LUT is the shortened description of the term ‘Look-Up-Table’. In its simplest form it consists of a finite number of positive integer input values which map to new output values. Typically a LUT will take 2^{n} (64, 128, 256…) input values from 0 to 2^{n} – 1 and map the input to the new output. Although they can be any size required. For example, a small LUT of size 16 might look like this when describing a math function where the output = input^{2 }:

**Input** | **Output** |

0 | 0 |

1 | 1 |

2 | 4 |

3 | 9 |

4 | 16 |

5 | 25 |

6 | 36 |

7 | 49 |

etc.

The example shows positive integer address (input) producing an integer Output. This need not be the case; the output could be floating point or any number form needed.

Although the sample LUT above is a mathematical model this does not have to be the case as the input can refer to any value the user desires so LUTs are very convenient where there may be no distinct or a very complex connection between the input values and the output.

LUTs are very common in hardware based systems as they can be used to simplify a mathematical process to map Input address to Output very efficiently. With today’s high performance GPU math processes the developer needs to consider whether the LUT is as efficient as just doing the math on each value.

Inputs to LUTs are typically positive integers. It is possible to engineer a more complex form of LUT which takes a floating point input. Here the LUT is used to look up integer values above and below the Input value and the final result is interpolated from there.

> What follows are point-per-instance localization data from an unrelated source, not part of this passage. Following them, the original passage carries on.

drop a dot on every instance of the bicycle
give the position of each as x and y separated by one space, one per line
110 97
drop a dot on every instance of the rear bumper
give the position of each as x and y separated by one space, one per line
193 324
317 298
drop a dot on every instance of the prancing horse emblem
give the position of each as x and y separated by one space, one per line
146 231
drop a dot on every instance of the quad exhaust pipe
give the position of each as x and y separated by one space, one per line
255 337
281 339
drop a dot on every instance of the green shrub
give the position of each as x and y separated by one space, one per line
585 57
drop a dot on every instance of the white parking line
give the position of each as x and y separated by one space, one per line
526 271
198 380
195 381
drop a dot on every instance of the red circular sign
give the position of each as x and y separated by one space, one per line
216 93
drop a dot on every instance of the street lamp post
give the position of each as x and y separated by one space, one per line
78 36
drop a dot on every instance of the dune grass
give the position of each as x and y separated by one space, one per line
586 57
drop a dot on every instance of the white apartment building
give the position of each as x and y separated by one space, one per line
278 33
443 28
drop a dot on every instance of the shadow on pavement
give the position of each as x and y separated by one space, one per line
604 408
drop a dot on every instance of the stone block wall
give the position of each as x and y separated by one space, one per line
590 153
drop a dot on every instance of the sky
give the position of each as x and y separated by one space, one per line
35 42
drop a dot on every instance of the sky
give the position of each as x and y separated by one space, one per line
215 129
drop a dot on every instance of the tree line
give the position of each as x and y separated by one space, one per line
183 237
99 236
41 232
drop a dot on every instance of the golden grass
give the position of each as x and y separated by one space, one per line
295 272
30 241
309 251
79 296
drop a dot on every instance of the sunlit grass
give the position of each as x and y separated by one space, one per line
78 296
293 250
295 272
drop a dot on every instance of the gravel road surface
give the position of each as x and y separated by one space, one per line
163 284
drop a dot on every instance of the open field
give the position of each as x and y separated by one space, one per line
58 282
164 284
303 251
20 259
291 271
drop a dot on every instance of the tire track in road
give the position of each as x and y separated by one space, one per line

For example:

Input value = 3.4

For LUT Input value 3 the Output = 27.5 (these values come from some other complex process)

For LUT Input value 4 the Output = 29.5

The final output will be 27.5 + (29.5 – 27.5) * 0.4 = 28.3.

Thus a complicated math process can be approximated by a LUT and a simple interpolation.

This process can be expanded further into multi-dimensional LUTs where the Output is a result of multiple Input values.

In image processing systems LUTs can be used for gamma correction, color space conversion (rgb to XYZ, yuv to rgb) and color correction for example.